Dwelling on this, I found myself losing perspective on much of my current life. Why was I fighting anymore? Why wasn't I simply allowing fate to have its way with me and end my existence sooner?
Well, the answers are actually numerous. I'm still on my feet, malfunctioning though they may be, and fighting because of the love I stumbled upon. I'm still making my best efforts because of the friends I have scattered around the world, (and my prayers remain with my UK friends amidst the chaos there). I'm still here and fighting the good fight because I'm still hanging on to hope. Going back to what I'd expected when I was visiting Dad...I was HOPING their emotions had somehow been reconnected to their brains.

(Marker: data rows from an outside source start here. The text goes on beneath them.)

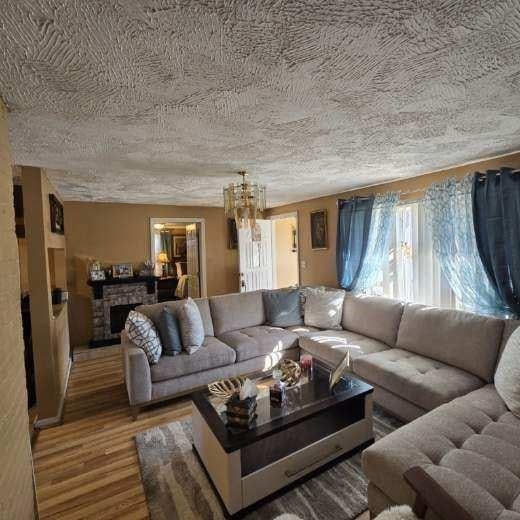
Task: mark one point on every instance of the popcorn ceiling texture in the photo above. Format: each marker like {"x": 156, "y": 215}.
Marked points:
{"x": 160, "y": 101}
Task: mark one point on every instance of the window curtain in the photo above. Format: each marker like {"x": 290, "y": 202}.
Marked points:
{"x": 383, "y": 216}
{"x": 449, "y": 212}
{"x": 354, "y": 217}
{"x": 496, "y": 211}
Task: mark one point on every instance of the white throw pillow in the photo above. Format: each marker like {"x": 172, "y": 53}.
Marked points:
{"x": 507, "y": 375}
{"x": 323, "y": 308}
{"x": 192, "y": 327}
{"x": 143, "y": 334}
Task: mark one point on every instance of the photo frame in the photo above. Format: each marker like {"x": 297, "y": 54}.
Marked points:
{"x": 319, "y": 230}
{"x": 122, "y": 271}
{"x": 179, "y": 246}
{"x": 57, "y": 218}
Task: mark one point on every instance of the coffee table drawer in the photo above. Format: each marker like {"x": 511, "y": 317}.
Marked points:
{"x": 271, "y": 478}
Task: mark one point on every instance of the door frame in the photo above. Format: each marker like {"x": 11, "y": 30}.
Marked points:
{"x": 202, "y": 244}
{"x": 283, "y": 216}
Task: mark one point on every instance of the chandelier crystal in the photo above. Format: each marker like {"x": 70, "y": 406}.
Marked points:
{"x": 243, "y": 201}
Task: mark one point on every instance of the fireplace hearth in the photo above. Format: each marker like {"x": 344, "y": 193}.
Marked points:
{"x": 112, "y": 300}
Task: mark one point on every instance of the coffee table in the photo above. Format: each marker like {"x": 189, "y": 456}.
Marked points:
{"x": 315, "y": 427}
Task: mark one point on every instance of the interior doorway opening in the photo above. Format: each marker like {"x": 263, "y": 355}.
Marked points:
{"x": 177, "y": 248}
{"x": 286, "y": 272}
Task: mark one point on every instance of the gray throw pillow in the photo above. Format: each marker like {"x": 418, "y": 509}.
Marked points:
{"x": 507, "y": 375}
{"x": 324, "y": 308}
{"x": 170, "y": 333}
{"x": 282, "y": 307}
{"x": 192, "y": 328}
{"x": 143, "y": 334}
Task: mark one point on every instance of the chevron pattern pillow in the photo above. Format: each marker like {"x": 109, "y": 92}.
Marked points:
{"x": 143, "y": 334}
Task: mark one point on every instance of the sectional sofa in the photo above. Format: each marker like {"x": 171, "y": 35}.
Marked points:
{"x": 430, "y": 367}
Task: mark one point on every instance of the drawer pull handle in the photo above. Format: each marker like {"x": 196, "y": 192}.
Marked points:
{"x": 291, "y": 474}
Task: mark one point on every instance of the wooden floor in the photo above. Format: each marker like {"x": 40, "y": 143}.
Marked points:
{"x": 87, "y": 468}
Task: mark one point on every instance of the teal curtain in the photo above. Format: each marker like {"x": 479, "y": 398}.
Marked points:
{"x": 449, "y": 212}
{"x": 496, "y": 217}
{"x": 383, "y": 213}
{"x": 354, "y": 216}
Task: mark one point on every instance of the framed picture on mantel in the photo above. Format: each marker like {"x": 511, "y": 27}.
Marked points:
{"x": 319, "y": 235}
{"x": 57, "y": 220}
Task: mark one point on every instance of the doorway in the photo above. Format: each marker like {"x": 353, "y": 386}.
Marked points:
{"x": 286, "y": 272}
{"x": 178, "y": 250}
{"x": 268, "y": 258}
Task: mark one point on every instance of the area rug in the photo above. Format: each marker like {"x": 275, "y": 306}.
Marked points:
{"x": 177, "y": 488}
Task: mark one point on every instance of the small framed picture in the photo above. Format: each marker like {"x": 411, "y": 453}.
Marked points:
{"x": 319, "y": 235}
{"x": 57, "y": 219}
{"x": 179, "y": 246}
{"x": 122, "y": 270}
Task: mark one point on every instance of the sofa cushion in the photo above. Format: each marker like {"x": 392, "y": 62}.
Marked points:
{"x": 236, "y": 311}
{"x": 154, "y": 312}
{"x": 192, "y": 327}
{"x": 323, "y": 307}
{"x": 471, "y": 446}
{"x": 282, "y": 307}
{"x": 251, "y": 342}
{"x": 212, "y": 354}
{"x": 169, "y": 332}
{"x": 372, "y": 316}
{"x": 461, "y": 339}
{"x": 142, "y": 333}
{"x": 507, "y": 376}
{"x": 330, "y": 346}
{"x": 418, "y": 379}
{"x": 302, "y": 330}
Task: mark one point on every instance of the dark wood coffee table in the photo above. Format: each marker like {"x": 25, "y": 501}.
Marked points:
{"x": 314, "y": 427}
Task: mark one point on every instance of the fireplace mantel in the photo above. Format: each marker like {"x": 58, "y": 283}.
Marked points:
{"x": 112, "y": 299}
{"x": 97, "y": 285}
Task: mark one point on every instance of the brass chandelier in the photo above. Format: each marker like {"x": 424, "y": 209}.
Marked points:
{"x": 243, "y": 201}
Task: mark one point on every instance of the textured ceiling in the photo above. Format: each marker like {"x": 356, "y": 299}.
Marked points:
{"x": 159, "y": 101}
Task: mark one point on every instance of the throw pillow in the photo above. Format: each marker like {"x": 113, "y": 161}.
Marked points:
{"x": 192, "y": 328}
{"x": 143, "y": 334}
{"x": 170, "y": 333}
{"x": 323, "y": 308}
{"x": 282, "y": 307}
{"x": 507, "y": 375}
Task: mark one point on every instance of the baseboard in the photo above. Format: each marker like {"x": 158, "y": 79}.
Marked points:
{"x": 48, "y": 422}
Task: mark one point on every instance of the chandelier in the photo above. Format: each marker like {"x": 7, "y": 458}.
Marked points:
{"x": 243, "y": 201}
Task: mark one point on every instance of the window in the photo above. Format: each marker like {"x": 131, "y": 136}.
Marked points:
{"x": 412, "y": 272}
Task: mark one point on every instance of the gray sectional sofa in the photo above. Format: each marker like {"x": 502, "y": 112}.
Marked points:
{"x": 430, "y": 367}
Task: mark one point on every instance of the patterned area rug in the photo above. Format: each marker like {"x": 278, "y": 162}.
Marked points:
{"x": 176, "y": 486}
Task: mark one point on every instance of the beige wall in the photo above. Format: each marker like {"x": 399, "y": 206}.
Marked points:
{"x": 16, "y": 475}
{"x": 321, "y": 265}
{"x": 51, "y": 344}
{"x": 286, "y": 258}
{"x": 114, "y": 233}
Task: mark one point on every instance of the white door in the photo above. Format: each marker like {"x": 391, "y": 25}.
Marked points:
{"x": 192, "y": 254}
{"x": 256, "y": 258}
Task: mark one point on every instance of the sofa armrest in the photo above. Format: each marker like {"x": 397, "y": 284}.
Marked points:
{"x": 137, "y": 373}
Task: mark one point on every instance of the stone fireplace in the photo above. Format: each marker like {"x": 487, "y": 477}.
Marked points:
{"x": 112, "y": 300}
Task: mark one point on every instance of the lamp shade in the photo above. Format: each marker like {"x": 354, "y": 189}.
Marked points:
{"x": 163, "y": 258}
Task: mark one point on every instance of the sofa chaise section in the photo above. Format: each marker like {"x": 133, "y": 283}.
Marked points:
{"x": 440, "y": 354}
{"x": 471, "y": 446}
{"x": 369, "y": 324}
{"x": 239, "y": 321}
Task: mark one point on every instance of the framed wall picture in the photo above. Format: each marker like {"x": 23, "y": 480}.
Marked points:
{"x": 319, "y": 235}
{"x": 122, "y": 270}
{"x": 179, "y": 246}
{"x": 57, "y": 220}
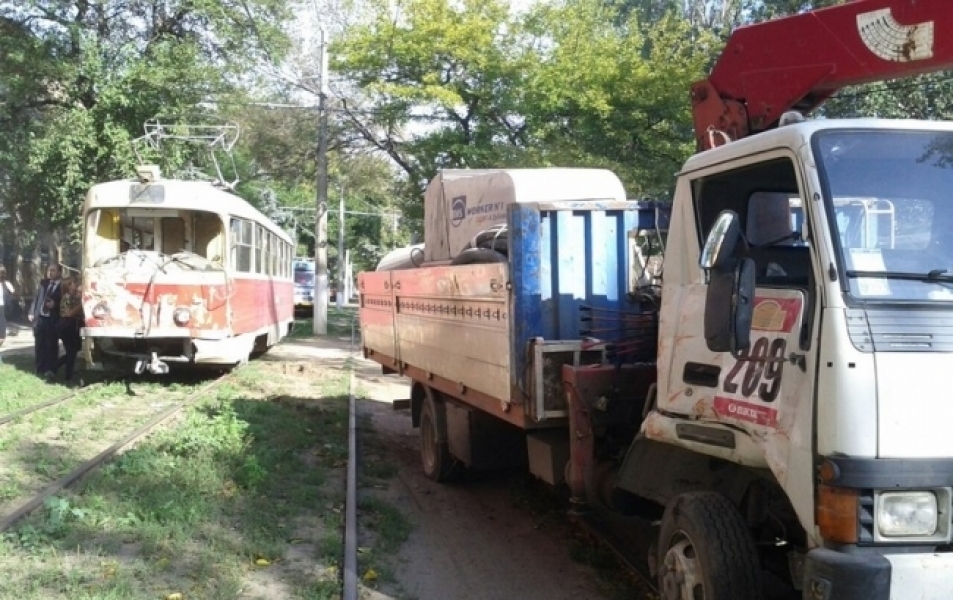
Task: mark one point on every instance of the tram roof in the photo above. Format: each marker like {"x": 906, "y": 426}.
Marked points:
{"x": 177, "y": 195}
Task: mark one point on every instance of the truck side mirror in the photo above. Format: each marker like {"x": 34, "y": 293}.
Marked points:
{"x": 721, "y": 241}
{"x": 729, "y": 302}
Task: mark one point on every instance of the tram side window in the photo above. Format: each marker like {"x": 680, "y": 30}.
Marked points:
{"x": 259, "y": 249}
{"x": 173, "y": 235}
{"x": 208, "y": 236}
{"x": 273, "y": 254}
{"x": 242, "y": 245}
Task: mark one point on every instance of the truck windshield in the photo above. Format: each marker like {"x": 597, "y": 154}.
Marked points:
{"x": 889, "y": 196}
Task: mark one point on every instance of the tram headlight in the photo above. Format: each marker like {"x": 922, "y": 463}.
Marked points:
{"x": 182, "y": 316}
{"x": 100, "y": 311}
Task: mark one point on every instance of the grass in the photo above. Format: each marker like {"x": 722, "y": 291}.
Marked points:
{"x": 339, "y": 324}
{"x": 241, "y": 497}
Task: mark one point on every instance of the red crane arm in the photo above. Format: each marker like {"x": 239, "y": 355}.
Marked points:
{"x": 797, "y": 62}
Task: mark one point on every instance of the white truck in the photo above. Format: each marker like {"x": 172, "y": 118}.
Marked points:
{"x": 779, "y": 404}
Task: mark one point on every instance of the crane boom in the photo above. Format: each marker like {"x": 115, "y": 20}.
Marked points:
{"x": 798, "y": 62}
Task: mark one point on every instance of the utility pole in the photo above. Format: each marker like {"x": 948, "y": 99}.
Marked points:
{"x": 321, "y": 228}
{"x": 339, "y": 296}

If there was no hope, then I'd be resigning this commission in life.
Thankfully, I am a blessed man. Monday evening, when I was on the cusp of complete emotional collapse, I called a valued friend, one of the Playgrounders, and unloaded a truckload of my woes onto him. I chose him because he is actually a professional in the therapeutic field, and he was the voice of calm I needed in that moment. It didn't hurt that I also took half a Valium to calm me enough to speak without choking on my tears. Approximately one day later, he stated that he wished he could give more than love and support, although I don't think he was referring to me. The thing is, what he considered such a small thing meant volumes to me. On Monday night, I was lucky to have such a "fragrant angel" in my life.
With all of this now reported, I'm off to continue crafting a letter to my father. Snail mail seems to be the only way I can ensure that he'll hear me out, without dismissing me. Be well, and DFTBA!